Role of TFEB-driven autophagy regulation in pancreatic cancer treatment.

Abstract

Autophagy pathways promote the growth of pancreatic ductal adenocarcinoma (PDAC), but the critical role is yet to be determined. Transcription factor EB (TFEB) centrally controls lysosomal and autophagy biogenesis. This study aimed to explore the role of TFEB for autophagy regulation in PDAC. We found that TFEB expression was significantly elevated in human PDAC samples (n=45), and localized to the cytoplasm and nucleus in 11 of 15 cases. In primary PDAC cell lines, TFEB nuclear expression was evident even under basal conditions, and further nuclear enrichment was achieved by starvation. Transient RNA interference reduced TFEB expression to 11-23%, but starvation-induced accumulation of the lipidated, autophagosome-associated LC3-II and the autophago-to-lysosome route was maintained after TFEB silencing. Likewise, gemcitabine treatment of the cancer cells augmented apoptosis and LC3-II as an indicator of autophagy, regardless of the TFEB expression levels.
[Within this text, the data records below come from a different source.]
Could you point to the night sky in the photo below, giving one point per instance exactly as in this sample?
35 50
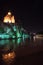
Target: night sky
29 13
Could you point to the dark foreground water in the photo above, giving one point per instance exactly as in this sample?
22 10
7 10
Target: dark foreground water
21 51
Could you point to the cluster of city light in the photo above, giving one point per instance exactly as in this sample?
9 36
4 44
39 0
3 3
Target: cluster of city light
9 18
8 56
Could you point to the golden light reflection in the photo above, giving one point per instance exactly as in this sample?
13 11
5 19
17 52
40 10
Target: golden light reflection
9 18
9 56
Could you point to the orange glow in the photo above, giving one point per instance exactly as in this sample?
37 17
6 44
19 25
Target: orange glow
9 18
9 57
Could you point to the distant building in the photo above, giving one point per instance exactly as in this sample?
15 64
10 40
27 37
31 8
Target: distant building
9 18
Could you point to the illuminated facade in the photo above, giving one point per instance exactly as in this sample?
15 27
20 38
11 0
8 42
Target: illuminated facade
8 31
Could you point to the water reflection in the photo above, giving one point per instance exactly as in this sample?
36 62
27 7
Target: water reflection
8 48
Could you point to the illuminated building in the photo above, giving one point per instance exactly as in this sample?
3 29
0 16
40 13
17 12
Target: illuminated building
9 29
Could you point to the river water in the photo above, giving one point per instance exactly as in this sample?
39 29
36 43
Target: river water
21 51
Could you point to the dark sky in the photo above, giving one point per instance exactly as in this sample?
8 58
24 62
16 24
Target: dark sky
30 13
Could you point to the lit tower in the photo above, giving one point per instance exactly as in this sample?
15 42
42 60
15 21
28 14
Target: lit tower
9 18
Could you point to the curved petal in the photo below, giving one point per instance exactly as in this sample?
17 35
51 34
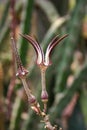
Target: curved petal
51 46
34 43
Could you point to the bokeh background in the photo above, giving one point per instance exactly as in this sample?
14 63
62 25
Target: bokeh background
66 78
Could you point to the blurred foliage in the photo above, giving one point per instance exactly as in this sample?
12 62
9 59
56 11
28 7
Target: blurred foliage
66 78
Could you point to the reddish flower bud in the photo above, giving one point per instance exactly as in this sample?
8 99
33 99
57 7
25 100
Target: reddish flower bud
21 72
32 99
44 96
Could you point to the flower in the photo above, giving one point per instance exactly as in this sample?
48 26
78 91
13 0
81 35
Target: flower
43 60
21 72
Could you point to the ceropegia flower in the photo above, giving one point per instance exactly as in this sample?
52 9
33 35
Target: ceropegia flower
21 73
43 60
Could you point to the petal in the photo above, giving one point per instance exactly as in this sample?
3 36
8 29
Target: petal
51 46
37 47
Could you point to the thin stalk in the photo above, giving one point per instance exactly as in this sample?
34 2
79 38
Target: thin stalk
13 30
43 80
26 87
44 94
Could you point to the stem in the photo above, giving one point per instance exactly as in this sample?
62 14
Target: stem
44 94
26 87
43 81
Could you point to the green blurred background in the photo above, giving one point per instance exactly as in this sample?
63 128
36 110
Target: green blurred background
66 78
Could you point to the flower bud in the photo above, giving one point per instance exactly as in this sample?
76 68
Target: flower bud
44 96
22 72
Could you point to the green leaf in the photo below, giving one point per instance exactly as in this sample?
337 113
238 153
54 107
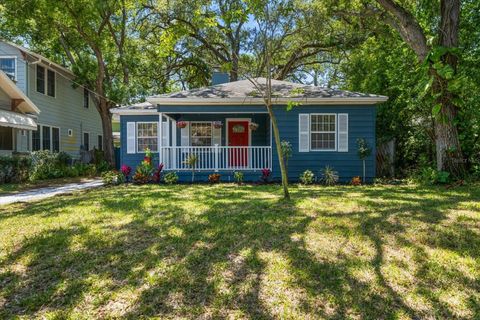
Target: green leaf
436 109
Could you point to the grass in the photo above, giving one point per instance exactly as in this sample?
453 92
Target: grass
377 252
12 188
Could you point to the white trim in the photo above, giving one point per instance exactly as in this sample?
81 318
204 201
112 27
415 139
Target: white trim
136 134
16 64
249 120
260 101
45 79
83 140
190 132
310 132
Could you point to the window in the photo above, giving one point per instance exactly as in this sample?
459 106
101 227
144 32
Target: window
323 131
36 139
9 66
201 133
86 100
46 138
40 79
86 141
6 138
55 139
51 83
147 136
100 142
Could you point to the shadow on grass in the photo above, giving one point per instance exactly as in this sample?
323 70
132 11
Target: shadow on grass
191 251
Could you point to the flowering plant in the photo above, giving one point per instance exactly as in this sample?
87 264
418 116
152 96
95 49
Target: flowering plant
217 124
181 124
126 170
266 172
157 175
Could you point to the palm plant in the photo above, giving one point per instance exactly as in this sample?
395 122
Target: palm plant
191 161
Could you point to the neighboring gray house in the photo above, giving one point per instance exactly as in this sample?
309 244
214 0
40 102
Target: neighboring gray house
67 119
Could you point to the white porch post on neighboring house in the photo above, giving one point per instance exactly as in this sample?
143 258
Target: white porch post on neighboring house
160 137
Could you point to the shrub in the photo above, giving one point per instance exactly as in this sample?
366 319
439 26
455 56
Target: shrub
356 181
214 178
14 169
113 177
157 175
429 175
238 177
171 178
266 172
329 176
307 177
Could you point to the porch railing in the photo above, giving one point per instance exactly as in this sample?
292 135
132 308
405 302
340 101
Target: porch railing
217 158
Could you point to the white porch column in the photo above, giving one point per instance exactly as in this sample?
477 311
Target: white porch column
160 137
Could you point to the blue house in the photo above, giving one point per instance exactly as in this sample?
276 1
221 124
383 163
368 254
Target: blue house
228 128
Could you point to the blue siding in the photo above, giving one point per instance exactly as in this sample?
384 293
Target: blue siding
361 125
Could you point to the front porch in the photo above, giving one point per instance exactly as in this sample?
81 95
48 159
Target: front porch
218 142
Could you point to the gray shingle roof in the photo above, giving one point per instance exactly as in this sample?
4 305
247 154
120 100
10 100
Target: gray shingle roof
246 89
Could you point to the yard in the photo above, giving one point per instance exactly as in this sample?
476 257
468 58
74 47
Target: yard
240 252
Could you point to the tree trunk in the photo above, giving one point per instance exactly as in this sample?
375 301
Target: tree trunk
276 135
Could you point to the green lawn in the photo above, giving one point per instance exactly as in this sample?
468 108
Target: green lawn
240 252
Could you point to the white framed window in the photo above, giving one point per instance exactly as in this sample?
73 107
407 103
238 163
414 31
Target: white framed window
147 136
8 64
201 134
45 80
86 141
323 132
46 138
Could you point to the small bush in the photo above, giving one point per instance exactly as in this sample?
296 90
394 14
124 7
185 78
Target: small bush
266 175
329 176
113 177
14 169
356 181
214 178
171 178
307 177
238 177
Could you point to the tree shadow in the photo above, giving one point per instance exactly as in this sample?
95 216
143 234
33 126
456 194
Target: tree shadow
203 252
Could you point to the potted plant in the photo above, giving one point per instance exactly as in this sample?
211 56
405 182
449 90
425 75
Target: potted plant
181 124
217 124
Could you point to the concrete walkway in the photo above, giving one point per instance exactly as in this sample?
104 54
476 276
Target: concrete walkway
47 192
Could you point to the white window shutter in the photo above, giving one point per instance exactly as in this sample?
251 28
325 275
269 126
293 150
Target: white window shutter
185 135
303 132
342 132
165 135
217 136
131 137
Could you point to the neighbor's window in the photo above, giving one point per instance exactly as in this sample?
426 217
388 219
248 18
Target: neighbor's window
40 79
46 138
147 136
6 138
36 143
51 83
100 142
86 99
323 131
8 65
86 141
55 139
201 133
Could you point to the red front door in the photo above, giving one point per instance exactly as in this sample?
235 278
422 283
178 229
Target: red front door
238 137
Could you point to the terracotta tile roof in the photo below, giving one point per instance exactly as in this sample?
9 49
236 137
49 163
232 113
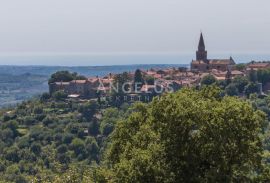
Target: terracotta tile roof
221 61
259 65
62 83
79 81
198 62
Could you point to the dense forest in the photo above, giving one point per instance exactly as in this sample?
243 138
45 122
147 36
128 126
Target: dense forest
216 133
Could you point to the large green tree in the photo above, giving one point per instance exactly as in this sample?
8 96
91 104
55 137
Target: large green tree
189 136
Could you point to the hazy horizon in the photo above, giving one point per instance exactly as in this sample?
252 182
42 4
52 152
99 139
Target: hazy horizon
154 27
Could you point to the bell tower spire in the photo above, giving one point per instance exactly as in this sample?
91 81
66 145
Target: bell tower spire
201 54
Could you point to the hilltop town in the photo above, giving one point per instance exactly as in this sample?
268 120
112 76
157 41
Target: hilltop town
155 81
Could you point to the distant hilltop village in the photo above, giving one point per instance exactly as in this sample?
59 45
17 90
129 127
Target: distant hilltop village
202 63
156 81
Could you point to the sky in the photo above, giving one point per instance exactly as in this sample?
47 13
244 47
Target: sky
133 26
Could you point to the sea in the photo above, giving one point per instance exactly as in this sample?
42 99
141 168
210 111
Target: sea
102 64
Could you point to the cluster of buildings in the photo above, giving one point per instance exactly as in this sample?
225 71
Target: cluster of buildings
170 79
Moreover, the interplay of oncogenic KRAS with TFEB and autophagy was investigated. KRAS silencing caused PDAC cell apoptosis and a reciprocal increase in TFEB expression. This inverse correlation could be confirmed in published data sets of genetically engineered mouse models and human PDAC samples using the the Pubmed GEO and BioPortal databases, and was independent of KRAS mutation status. In conclusion, the central autophagy regulator TFEB is expressed and active in PDAC, but autophagy is sustained after TFEB knockdown, suggesting alternative bypass signaling. TFEB is dispensable for gemcitabine-induced cell death, but inversely correlated with KRAS expression.